Dirty Martini Chicken Thighs

“You only live twice, so live and let die.” Channeling 007! OK, the recipe name alone got our attention! As Bon Appétit puts it “This cheeky chicken dish takes its cues from the king of cocktails: the dirty martini. A healthy pour of vodka stands in for the more typical beer or wine in this braise, lending its distinct piercing brightness and a touch of boozy heat.”

The idea of adding the same notes of the briny beverage to food might sound off-putting at first but don’t knock it until you’ve tried it. Giving your meals a dirty martini twist can actually add so much savoriness to each bite, and if you love the taste of the classic drink, why wouldn’t you want to include the unique umami flavor in your meals, too?

The spirit’s sharp top notes cut through the heaviness of the ultra-savory pan sauce, much like vinegar or lemon juice but with a bit more bite. As is the case in a classic vodka sauce for pasta, the alcohol helps the dish straddle the line between rich and vibrant. As it all simmers, why not mix up a drink for dinner too—just sayin’ you’ve got all the ingredients at the ready!

For the best flavor, Castelvetrano olives are the perfect choice here. Their firm, meaty texture means they hold up well during cooking, and their mild, buttery flavor isn’t as salty as other types. Because you are using both the olives and the brine they are packed in, it’s a small luxury worth investing in. Find them already pitted—jarred, canned, or at an olive bar—our favorite— if your grocery store has one. Unfortunately, the olive bar uses slitted spoons so we couldn’t gather the brine; and the jarred Castelvetrano olives weren’t pitted. The brand we selected worked fine.
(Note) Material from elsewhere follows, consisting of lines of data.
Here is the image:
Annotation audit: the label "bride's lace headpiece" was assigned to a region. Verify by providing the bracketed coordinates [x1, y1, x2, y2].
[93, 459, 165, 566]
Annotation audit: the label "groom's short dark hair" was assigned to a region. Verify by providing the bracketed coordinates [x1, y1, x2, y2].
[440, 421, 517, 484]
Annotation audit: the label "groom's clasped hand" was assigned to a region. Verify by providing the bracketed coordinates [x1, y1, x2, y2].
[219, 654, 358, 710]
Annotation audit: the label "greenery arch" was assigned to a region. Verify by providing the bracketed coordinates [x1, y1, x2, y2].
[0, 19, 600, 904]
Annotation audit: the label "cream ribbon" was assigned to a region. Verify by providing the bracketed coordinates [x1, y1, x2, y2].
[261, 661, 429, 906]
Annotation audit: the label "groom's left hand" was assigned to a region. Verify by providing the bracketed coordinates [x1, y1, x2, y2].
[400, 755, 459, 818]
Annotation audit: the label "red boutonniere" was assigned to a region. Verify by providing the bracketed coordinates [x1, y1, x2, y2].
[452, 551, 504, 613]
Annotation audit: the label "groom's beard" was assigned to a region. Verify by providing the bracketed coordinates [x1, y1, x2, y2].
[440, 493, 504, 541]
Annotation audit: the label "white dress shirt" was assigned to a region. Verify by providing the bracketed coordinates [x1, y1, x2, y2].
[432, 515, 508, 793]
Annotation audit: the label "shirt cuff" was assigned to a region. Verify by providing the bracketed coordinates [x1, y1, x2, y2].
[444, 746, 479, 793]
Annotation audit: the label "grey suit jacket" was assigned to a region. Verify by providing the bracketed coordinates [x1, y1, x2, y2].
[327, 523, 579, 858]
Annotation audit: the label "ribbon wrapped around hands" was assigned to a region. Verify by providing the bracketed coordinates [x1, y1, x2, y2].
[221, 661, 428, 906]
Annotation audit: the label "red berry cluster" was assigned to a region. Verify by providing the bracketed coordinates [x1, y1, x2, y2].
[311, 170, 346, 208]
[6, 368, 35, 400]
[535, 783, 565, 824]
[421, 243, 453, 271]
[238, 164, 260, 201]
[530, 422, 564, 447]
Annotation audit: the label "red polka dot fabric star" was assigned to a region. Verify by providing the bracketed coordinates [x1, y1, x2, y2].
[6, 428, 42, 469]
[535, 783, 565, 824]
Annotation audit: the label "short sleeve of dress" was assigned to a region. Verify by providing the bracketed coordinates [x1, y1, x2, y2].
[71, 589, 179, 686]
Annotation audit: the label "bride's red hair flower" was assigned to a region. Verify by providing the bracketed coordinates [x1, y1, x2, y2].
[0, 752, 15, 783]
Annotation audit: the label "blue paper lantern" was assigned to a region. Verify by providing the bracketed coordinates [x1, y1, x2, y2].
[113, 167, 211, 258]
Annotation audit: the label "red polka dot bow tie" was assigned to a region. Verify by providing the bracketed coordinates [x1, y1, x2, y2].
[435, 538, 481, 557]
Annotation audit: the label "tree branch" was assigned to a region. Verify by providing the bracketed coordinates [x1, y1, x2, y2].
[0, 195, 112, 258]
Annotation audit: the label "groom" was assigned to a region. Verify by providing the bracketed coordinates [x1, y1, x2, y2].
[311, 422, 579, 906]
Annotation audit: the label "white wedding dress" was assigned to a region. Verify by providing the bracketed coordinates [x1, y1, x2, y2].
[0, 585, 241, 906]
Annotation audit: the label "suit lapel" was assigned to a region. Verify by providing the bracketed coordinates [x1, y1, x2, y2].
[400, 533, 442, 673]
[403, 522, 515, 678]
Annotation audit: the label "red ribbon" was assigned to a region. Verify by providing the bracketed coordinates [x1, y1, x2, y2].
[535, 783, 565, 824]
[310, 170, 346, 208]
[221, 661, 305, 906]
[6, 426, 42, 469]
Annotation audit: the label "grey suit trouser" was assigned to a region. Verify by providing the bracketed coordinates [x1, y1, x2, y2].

A little labor intensive but so worth the time and effort! Now, this took MUCH longer than the stated 45 minutes (and many other reviewers agreed). From start to finish, it took us more than 1 hour and 45 minutes! Reduction of the sauce needs a lot more that 9 to 12 minutes. What to serve it with? How about steamed rice, velvety mashed potatoes, or as we did, wide egg noodles.

OK, now let’s get real. The amount of chicken is considered measly in our minds. Two pounds of bone-in chicken thighs is just not enough to feed 4 adults. Plan on 6 to 8 decent-sized thighs, no matter what the weight ends up being. Regarding the olives, our jar was 6.25 ounces*, and gave us exactly 2/3 brine.

“You only live twice, so live and let die.”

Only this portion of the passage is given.